Fix/dbus call issue #2838

YJDoc2 · 2024-06-30T11:19:07Z

This fixes the issues with dbus method call not receiving reply. The RC was that the current implementation stopped after receiving one message, and did not continue. Thus in some cases the signal type message would be returned, and we would discard it as its not the method reply type. As we did not look for further messages, it seemed that there was no reply from dbus. Now if the sent message was of type method call, we keep looping until we get either a method reply or method error type of message. Ideally the correct way would be to keep collecting messages in a stateful buffer and return when we get a message corresponding to the serial number we sent, but it can be tricky to implement that correctly, and at least for now we do not need that.

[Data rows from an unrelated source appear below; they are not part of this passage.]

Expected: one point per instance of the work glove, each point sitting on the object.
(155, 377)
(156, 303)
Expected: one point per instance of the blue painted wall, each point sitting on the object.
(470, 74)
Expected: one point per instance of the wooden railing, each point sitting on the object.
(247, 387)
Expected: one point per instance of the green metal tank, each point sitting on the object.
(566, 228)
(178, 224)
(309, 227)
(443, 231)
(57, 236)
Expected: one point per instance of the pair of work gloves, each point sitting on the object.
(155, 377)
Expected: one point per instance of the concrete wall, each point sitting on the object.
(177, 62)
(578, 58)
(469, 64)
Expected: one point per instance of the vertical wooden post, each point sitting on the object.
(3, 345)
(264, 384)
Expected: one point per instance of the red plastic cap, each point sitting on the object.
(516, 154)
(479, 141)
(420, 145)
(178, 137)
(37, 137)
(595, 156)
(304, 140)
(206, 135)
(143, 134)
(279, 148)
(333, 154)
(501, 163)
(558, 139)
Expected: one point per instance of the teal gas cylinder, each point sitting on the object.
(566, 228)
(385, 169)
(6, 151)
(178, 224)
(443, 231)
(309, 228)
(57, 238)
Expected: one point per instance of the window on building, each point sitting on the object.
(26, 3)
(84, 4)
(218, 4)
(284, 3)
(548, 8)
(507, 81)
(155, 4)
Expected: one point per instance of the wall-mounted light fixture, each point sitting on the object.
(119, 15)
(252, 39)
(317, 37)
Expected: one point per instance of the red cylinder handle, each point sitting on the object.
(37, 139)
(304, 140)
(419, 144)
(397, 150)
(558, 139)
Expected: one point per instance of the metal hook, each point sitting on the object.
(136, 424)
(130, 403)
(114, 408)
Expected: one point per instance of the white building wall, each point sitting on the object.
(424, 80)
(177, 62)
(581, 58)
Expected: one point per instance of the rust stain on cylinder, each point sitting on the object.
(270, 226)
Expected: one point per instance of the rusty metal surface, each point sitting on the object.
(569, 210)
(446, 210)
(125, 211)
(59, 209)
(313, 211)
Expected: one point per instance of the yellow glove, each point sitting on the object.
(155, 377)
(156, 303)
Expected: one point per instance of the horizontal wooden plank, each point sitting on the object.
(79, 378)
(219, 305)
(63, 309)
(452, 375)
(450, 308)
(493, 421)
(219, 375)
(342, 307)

This should still be considered WIP, I needed review so opened this, but I need to add some related shell scripts I used for future needs.

Apart from that this also has fix for when intermediate process would error and leave a broken socket, without any error. Now it properly attempts to send the error message over the socket so that main process can correctly identify and report it.

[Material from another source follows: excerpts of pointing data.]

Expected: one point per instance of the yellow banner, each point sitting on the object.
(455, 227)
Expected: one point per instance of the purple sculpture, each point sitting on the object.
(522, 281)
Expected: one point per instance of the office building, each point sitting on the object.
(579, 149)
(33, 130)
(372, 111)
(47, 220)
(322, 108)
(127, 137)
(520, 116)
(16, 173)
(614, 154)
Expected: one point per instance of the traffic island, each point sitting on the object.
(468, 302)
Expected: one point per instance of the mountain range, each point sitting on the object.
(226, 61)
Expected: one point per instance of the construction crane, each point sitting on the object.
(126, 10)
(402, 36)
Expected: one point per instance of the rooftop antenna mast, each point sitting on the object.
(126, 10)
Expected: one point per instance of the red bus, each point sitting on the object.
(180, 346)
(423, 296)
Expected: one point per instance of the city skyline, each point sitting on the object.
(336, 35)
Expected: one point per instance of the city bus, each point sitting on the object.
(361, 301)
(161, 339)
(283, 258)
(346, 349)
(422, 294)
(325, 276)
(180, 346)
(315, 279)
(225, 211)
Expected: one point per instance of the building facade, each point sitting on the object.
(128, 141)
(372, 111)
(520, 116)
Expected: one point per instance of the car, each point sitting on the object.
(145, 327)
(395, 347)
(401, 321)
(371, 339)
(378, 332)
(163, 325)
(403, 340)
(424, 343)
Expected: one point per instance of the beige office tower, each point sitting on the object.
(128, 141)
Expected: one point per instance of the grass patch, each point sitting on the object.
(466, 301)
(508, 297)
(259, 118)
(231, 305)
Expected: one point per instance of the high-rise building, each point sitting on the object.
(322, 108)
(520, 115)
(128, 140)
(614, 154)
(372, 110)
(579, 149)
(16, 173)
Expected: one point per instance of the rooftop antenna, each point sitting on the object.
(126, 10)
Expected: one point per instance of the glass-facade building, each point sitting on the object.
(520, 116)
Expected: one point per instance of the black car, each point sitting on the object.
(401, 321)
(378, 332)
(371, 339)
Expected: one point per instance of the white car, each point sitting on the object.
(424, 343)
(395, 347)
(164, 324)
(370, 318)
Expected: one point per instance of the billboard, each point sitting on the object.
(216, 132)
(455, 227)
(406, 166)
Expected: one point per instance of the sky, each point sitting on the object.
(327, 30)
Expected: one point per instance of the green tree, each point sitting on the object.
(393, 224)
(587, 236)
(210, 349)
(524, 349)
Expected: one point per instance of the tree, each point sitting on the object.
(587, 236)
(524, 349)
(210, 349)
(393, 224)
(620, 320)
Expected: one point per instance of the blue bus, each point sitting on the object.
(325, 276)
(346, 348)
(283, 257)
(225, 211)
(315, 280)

Signed-off-by: Yashodhan Joshi <[email protected]>

YJDoc2 · 2024-06-30T13:35:21Z

crates/libcgroups/src/systemd/dbus_native/dbus.rs

+            // in Youki, we only ever do method call apart from initial auth
+            // in case it is, we don't really have a specific message to look
+            // out of, so we take the buffer and break
+            if mtype != MessageType::MethodCall {
+                break;
+            }
+
+            // check if any of the received message is method return or error type
+            let return_message_count = ret
+                .iter()
+                .filter(|m| {
+                    m.preamble.mtype == MessageType::MethodReturn
+                        || m.preamble.mtype == MessageType::Error
+                })
+                .count();
+
+            if return_message_count > 0 {
+                break;
+            }


I'd like suggestion for other ways to implement this. Ideally I feel that send_message function should not have to deal with the specific message type, but as we collect the response here, we need to account for it. Other way I can think is if we separate the send message and get response functions, so that the higher level calling functions can choose to loop over the get response. But that means we would have to do two function calls at each place we are doing a send message call. Would that be a better way?

But that means we would have to do two function calls at each place we are doing a send message call. Would that be a better way?

I do not think it is. The complexity of should be contained in send_message. The caller should not have to think about it.

YJDoc2 · 2024-07-04T06:44:55Z

As per the #2826 (comment) , this PR likely solves the issue, so requesting a review of the code now (not urgent).

Furisto · 2024-07-05T15:35:34Z

crates/libcgroups/src/systemd/dbus_native/dbus.rs


+            let reply_rcvd = match reply_res {


Furisto · 2024-07-05T15:51:09Z

crates/libcgroups/src/systemd/dbus_native/dbus.rs

+            // in Youki, we only ever do method call apart from initial auth
+            // in case it is, we don't really have a specific message to look
+            // out of, so we take the buffer and break
+            if mtype != MessageType::MethodCall {
+                break;
+            }
+
+            // check if any of the received message is method return or error type
+            let return_message_count = ret
+                .iter()
+                .filter(|m| {
+                    m.preamble.mtype == MessageType::MethodReturn
+                        || m.preamble.mtype == MessageType::Error
+                })
+                .count();
+
+            if return_message_count > 0 {
+                break;
+            }


But that means we would have to do two function calls at each place we are doing a send message call. Would that be a better way?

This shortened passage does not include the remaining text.